American plane manufacturer Boeing (NYSE: BA) is the latest victim of the WannaCry computer virus. The company says that the attack caused minimal damage. A Boeing official further specified that the virus impacted a limited number of older systems.
The WannaCry virus exploits a flaw in Windows software to gain access to a network. It was designed to lock users out of their data by encrypting files until the user pays a fee or other type of ransom. Once a single computer is infected, it can spread to all Windows computers on a network.
The WannaCry virus first surfaced in a May 2017 worldwide cyberattack. During that attack, WannaCry affected hospitals, banks and governments in several countries. The amount of ransomware infections dropped sharply after July, but are still occurring.
Several manufacturing companies have suffered production stoppages because of WannaCry infections in the last six months. The city of Atlanta recently experienced a five-day ransomware attack.
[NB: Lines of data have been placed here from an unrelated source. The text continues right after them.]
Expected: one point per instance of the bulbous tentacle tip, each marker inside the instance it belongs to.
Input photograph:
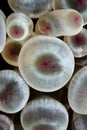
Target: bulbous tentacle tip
(6, 123)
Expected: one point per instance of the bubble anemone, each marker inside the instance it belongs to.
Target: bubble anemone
(78, 43)
(14, 92)
(6, 123)
(77, 91)
(11, 51)
(32, 8)
(42, 64)
(44, 113)
(63, 22)
(16, 29)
The hackers demanded the equivalent of about $51,000 in bitcoin to unlock the city’s systems. Investigators, including the Federal Bureau of Investigation, are working to figure out the identity of the culprits.
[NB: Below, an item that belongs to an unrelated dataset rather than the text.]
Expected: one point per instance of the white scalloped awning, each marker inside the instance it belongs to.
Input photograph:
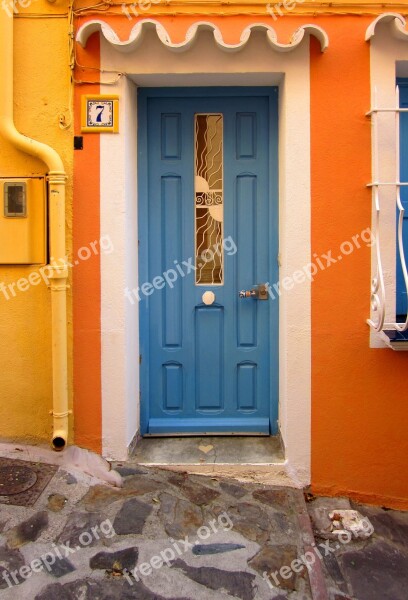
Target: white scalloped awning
(137, 32)
(397, 26)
The infection at Boeing could have come from a dormant version of the original virus or an updated WannaCry version. Microsoft issued patches to fix the flaw, but some companies with specialized equipment don’t update very often, leaving their systems vulnerable. Other hackers have also produced WannaCry variants that could defeat the fix.
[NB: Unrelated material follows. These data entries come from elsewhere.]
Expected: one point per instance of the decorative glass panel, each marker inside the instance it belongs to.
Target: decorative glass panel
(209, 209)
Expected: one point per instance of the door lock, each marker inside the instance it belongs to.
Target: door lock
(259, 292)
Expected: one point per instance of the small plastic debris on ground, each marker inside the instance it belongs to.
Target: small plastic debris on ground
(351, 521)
An initial report by chief engineer Mike VanderWel at Boeing Commercial Airplane production engineering expressed concerns that “the virus would affect equipment used in functionality tests of airplanes and potentially ‘spread to airplane software’.” Those fears appear to be unfounded.
The company’s statement said, “Our cybersecurity operations center detected a limited intrusion of malware that affected a small number of systems. Remediations were applied and this is not a production and delivery issue.”
The attack at Boeing was apparently limited to computers in the Commercial Airplanes division. The military and services units were not affected. Linda Mills, the head of communications for Boeing Commercial Airplanes, said, “The vulnerability was limited to a few machines. We deployed software patches. There was no interruption to the 777 jet program or any of our programs.”